I had, at the flick of a remote button, my entire CD collection at my beckon call… and untold number of internet radio stations. The sound quality was great and I certainly couldn’t tell the difference between streamed music and CDs when played through the same DAC. Audio nirvana was mine. I had joined the twenty-first century and I didn’t have to get of my porky backside to do it.

Thing is I wasn’t really enjoying the experience. I was flicking from one tune to another and rarely listened to an album all the way through. I would skip through albums to find my favourite tracks. The ritual had gone and I missed standing up looking through my CD or Vinyl collection to pick an album. I missed the tactile experience of sitting down, holding the cover in my hands and reading the sleeve-notes.

I don’t mind the odd pop and crackle when I’m listening to vinyl, but the drop outs I was getting from wireless network eventually made me seethe. The experience was becoming something far removed from relaxing and becoming a chore!
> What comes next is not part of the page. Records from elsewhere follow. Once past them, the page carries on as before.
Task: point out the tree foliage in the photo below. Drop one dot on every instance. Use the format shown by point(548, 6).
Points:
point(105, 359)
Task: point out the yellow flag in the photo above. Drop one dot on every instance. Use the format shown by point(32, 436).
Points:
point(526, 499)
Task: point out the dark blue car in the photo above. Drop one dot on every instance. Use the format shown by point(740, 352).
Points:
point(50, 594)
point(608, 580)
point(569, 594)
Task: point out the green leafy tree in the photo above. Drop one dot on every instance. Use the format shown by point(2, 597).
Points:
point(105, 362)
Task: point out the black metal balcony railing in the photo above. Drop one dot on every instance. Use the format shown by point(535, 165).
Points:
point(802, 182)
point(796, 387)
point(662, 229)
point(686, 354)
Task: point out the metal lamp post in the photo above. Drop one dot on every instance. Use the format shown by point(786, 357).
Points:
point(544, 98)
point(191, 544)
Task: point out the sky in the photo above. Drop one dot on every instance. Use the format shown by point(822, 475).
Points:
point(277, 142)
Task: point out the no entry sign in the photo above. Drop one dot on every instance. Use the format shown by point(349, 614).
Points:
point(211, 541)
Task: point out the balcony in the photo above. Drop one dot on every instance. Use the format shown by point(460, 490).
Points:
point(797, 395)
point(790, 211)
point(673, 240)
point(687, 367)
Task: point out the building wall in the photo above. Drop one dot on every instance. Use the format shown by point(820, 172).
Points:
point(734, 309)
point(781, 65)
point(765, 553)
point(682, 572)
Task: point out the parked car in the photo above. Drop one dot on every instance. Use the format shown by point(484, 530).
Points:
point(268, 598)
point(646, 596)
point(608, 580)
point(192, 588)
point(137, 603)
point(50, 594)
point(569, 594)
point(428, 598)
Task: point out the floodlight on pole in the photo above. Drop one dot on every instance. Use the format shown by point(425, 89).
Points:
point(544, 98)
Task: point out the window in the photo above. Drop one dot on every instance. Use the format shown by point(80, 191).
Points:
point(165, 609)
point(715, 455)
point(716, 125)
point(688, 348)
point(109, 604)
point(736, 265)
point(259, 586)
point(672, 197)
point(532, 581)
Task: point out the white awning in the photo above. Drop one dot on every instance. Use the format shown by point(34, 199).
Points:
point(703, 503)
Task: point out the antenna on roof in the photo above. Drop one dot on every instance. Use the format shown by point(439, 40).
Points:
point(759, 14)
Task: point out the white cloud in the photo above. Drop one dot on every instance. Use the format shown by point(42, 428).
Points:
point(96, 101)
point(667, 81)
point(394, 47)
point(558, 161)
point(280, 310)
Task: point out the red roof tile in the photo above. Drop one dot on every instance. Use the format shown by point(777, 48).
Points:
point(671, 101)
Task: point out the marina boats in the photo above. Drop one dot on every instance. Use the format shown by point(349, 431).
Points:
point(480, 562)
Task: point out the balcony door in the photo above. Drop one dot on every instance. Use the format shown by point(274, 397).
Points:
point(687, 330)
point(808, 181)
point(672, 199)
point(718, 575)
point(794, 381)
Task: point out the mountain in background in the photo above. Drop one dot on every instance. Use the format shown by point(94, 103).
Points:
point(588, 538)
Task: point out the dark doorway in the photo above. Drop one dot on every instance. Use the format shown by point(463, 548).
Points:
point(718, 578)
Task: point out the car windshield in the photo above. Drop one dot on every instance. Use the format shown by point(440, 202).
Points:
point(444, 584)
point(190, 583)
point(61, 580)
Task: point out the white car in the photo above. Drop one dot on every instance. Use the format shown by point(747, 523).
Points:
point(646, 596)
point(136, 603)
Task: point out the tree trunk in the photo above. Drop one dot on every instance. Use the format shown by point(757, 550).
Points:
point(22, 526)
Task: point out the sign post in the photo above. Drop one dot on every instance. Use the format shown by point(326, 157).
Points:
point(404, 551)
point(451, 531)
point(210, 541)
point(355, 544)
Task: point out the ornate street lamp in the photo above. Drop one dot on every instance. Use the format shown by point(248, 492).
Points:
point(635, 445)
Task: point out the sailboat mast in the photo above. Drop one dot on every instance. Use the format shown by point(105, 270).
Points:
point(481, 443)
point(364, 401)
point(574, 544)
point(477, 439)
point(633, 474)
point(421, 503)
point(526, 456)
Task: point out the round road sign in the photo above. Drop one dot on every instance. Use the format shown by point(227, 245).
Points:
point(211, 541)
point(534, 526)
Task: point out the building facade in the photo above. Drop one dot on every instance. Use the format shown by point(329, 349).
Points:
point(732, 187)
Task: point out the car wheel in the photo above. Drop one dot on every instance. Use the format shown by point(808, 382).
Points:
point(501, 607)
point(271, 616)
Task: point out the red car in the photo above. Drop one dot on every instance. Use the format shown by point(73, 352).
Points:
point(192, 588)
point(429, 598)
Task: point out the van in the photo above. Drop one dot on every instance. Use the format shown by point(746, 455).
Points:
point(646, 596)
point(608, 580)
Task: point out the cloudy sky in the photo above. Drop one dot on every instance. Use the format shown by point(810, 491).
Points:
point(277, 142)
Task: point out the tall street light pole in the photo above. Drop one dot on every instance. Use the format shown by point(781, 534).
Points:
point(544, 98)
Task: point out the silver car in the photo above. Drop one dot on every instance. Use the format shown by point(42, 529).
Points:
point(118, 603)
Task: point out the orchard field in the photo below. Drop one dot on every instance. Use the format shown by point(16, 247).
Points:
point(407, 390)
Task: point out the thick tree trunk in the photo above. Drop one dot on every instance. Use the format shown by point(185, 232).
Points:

And you see I think this is the crux of the situation. Computers are primarily tools for work and communication in my view. I didn’t grow up with computers in the house –my friends had an Atari games console on which we played Space Invaders for hours upon hours, but the nearest I got to computers in my formative years was a BBC Acorn that I could program to flash my name on and off  – thrilling! As a student I bought an Amstrad word processor and typed up my dissertation on that – it was useful. Later I sold my recording studio and found I could have the same kind of kit on my laptop and carry it around with me and I now work from my computer every day of the week. I take the laptop away with me and use it to watch videos or listen to tunes as it’s portable and massively convenient.

The final straw came when the hard drive died after a couple of weeks use and, being the idiot I am, I hadn’t backed it up 14 times and hidden one drive in a nuclear blast proof bunker for just such an occasion. When the drive died so did my brief dalliance with using the computer as a source in the main hifi.

I know computer hifi and streaming devices have their fans and I can understand their appeal, but for me? No thank you!